This repository is intended for engineers looking to horizontally scale GPU-based Machine Learning (ML) workloads on Amazon ECS. This example is for demonstrative purposes only and is not intended for production use.
-
By default, GPU utilization metrics are not part of the predefined metrics available with Application Autoscaling.
-
As such, you implement auto scaling based on custom metrics. See Autoscaling Amazon ECS services based on custom metrics with Application Auto Scaling
-
For NVIDIA-based GPUs, you use DCGM-Exporter in your container to expose GPU metrics. You can then use metrics such as
DCGM_FI_DEV_GPU_UTIL
andDCGM_FI_DEV_GPU_TEMP
to determine your auto scaling behavior. Learn more about NVIDIA DGCM.
-
Fill the proper values on the
.env
file. -
Install AWS CDK.
-
Use AWS CDK to deploy the AWS infrastructure.
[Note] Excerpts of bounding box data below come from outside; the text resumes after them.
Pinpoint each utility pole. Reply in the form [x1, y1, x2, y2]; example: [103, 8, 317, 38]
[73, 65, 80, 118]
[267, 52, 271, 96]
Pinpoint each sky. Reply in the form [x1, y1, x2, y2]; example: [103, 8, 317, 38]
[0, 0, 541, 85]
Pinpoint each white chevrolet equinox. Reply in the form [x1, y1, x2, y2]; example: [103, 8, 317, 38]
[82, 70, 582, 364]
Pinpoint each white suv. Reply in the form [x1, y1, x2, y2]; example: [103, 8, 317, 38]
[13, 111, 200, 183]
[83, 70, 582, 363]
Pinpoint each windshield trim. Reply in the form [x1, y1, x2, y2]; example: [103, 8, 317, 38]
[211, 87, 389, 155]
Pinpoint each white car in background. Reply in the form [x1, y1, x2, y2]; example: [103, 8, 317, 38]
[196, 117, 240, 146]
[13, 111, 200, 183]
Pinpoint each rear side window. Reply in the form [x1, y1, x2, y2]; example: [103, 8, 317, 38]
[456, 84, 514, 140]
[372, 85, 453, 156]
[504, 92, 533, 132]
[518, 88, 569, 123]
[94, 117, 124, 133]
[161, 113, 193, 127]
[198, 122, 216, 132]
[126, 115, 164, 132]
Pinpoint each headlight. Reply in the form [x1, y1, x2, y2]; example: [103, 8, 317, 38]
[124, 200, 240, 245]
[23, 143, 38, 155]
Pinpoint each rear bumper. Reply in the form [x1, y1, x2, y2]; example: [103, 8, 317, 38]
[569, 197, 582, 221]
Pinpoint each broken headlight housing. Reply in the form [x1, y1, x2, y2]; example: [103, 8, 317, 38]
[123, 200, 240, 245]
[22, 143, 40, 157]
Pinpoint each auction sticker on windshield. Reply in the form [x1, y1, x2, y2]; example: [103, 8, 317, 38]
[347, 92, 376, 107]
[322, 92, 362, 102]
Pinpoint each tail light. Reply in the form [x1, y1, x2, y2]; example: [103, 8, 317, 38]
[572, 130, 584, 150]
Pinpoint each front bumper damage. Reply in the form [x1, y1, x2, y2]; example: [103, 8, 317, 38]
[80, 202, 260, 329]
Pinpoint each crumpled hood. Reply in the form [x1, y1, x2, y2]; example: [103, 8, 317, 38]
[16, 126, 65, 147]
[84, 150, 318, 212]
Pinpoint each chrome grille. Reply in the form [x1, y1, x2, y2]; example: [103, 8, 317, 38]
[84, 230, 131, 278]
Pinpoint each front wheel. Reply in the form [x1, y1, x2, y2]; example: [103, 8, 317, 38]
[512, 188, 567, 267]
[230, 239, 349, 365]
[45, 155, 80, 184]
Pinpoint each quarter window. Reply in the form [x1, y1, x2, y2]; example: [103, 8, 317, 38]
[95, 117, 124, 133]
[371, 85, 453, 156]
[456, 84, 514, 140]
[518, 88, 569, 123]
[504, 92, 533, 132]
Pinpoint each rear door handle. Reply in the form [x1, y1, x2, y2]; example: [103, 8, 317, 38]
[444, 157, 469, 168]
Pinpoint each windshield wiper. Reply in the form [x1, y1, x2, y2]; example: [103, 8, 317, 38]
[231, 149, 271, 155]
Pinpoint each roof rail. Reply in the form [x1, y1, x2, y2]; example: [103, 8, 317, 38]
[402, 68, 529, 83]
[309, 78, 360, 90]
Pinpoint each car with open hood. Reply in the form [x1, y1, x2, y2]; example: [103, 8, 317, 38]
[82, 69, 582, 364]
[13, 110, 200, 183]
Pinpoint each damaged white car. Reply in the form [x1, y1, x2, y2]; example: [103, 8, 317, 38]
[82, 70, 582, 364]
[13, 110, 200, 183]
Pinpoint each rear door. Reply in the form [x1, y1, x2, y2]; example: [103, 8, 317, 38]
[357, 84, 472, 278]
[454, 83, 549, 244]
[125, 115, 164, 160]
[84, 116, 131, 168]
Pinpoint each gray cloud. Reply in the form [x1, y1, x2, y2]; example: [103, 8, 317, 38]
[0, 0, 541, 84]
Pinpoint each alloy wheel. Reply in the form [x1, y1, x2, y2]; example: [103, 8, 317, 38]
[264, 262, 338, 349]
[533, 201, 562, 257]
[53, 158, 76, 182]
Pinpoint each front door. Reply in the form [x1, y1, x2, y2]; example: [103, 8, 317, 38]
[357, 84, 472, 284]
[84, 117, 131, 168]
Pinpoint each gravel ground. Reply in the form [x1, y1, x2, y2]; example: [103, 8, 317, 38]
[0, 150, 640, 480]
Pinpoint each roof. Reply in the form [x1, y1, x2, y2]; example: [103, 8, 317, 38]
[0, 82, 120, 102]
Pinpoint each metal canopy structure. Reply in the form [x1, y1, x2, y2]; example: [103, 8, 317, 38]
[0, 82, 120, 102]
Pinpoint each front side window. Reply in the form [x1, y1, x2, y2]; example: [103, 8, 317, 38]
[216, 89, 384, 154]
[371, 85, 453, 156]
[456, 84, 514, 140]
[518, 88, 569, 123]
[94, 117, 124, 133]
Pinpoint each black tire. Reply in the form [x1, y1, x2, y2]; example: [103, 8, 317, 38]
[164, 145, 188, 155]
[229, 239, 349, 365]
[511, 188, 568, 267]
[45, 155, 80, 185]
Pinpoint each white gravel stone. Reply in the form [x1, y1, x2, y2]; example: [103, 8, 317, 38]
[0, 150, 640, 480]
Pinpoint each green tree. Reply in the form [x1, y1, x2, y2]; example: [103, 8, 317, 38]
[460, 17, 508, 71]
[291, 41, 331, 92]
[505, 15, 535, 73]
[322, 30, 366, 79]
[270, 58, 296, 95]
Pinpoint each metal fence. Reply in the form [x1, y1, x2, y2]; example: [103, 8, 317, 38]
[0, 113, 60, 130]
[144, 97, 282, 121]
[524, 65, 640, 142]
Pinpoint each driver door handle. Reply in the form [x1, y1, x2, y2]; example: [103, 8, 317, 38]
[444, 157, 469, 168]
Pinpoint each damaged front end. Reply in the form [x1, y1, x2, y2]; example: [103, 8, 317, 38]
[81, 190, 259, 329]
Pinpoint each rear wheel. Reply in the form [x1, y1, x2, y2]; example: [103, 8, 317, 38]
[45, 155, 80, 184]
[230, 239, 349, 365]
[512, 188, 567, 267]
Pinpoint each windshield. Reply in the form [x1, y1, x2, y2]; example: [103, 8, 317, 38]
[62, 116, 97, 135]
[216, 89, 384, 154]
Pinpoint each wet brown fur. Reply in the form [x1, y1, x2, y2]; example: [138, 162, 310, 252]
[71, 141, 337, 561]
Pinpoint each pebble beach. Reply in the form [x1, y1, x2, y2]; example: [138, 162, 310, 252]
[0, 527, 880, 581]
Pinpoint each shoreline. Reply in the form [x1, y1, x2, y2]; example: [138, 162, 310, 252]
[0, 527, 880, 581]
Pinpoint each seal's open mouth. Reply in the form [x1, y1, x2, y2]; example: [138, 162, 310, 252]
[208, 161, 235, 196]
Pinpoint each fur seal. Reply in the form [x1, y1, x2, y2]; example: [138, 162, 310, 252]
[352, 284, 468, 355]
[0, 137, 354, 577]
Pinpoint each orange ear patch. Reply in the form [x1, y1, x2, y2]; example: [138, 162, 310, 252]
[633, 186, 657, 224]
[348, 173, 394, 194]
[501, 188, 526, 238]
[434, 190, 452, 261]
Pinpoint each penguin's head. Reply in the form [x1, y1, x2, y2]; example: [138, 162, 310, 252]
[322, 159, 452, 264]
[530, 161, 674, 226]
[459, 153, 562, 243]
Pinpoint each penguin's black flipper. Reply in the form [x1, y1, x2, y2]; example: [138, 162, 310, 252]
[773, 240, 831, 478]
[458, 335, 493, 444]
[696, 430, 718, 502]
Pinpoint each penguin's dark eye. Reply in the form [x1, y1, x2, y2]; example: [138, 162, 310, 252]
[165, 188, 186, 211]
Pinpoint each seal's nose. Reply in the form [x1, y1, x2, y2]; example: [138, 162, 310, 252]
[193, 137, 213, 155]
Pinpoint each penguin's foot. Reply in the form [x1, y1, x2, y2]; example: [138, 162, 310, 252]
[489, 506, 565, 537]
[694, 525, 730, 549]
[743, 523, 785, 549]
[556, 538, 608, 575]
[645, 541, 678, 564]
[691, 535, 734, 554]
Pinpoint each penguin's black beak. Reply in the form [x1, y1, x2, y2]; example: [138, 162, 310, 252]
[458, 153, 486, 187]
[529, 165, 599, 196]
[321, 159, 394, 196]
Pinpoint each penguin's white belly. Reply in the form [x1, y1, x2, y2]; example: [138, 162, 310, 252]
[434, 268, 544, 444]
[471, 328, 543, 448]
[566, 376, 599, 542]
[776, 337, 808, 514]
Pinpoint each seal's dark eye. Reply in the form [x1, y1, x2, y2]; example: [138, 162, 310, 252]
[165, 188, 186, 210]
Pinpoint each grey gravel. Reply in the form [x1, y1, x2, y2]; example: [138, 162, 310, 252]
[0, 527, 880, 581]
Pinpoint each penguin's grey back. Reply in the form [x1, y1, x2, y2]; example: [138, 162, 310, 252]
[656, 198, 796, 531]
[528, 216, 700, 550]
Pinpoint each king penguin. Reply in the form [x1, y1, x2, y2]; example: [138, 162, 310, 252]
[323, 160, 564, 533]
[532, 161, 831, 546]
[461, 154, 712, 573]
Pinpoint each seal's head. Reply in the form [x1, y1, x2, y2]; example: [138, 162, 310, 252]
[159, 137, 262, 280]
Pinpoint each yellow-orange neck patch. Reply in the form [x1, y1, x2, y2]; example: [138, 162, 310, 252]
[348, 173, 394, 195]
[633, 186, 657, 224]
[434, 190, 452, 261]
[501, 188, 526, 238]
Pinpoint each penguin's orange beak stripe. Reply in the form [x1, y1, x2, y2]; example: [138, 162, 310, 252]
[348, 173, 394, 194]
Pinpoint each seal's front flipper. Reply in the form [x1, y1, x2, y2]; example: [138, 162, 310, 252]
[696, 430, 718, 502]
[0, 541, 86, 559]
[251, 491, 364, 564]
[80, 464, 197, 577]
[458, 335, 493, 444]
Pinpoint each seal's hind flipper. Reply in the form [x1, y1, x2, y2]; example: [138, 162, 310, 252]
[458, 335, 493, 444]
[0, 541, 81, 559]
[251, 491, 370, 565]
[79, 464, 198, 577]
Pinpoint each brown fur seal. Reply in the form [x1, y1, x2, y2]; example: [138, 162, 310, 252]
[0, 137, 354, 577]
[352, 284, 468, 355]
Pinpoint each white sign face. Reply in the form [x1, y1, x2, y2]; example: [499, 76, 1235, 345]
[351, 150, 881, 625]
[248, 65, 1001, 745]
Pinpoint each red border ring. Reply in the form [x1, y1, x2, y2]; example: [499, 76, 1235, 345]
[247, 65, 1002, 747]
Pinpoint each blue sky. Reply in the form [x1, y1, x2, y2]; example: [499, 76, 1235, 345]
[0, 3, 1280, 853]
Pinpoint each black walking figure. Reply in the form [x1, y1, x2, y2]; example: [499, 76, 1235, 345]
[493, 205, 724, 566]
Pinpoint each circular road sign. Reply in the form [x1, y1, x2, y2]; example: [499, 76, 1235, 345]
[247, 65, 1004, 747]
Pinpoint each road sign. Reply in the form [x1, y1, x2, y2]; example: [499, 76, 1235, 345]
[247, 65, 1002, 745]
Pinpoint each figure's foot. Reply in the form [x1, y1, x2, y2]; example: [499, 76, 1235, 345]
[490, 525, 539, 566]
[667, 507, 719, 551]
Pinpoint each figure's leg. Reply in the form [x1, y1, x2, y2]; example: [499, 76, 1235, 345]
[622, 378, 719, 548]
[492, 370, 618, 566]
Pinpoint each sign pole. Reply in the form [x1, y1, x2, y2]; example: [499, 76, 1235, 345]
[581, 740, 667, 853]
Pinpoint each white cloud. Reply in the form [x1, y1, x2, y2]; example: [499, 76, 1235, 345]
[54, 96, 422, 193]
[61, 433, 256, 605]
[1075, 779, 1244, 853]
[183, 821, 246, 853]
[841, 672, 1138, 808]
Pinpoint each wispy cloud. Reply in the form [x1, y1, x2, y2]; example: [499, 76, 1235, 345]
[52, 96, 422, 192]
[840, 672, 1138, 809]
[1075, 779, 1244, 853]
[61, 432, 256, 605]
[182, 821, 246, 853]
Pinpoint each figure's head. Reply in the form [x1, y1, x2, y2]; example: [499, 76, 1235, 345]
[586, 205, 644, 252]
cdk deploy --require-approval never
- Build and push image to Amazon ECR.
./build_image.sh
- Open 2 terminal session and exec into the ECS task.
TASK_ARN=
aws ecs execute-command \
--region us-east-1 \
--cluster ecs-gpu-demo \
--task ${TASK_ARN} \
--container gpu \
--command "/bin/bash" \
--interactive
- On one terminal, watch the GPU utilization.
watch -n0.1 nvidia-smi
- On the other terminal, stress test the GPU.
python3 test.py
See CONTRIBUTING for more information.
This library is licensed under the MIT-0 License. See the LICENSE file.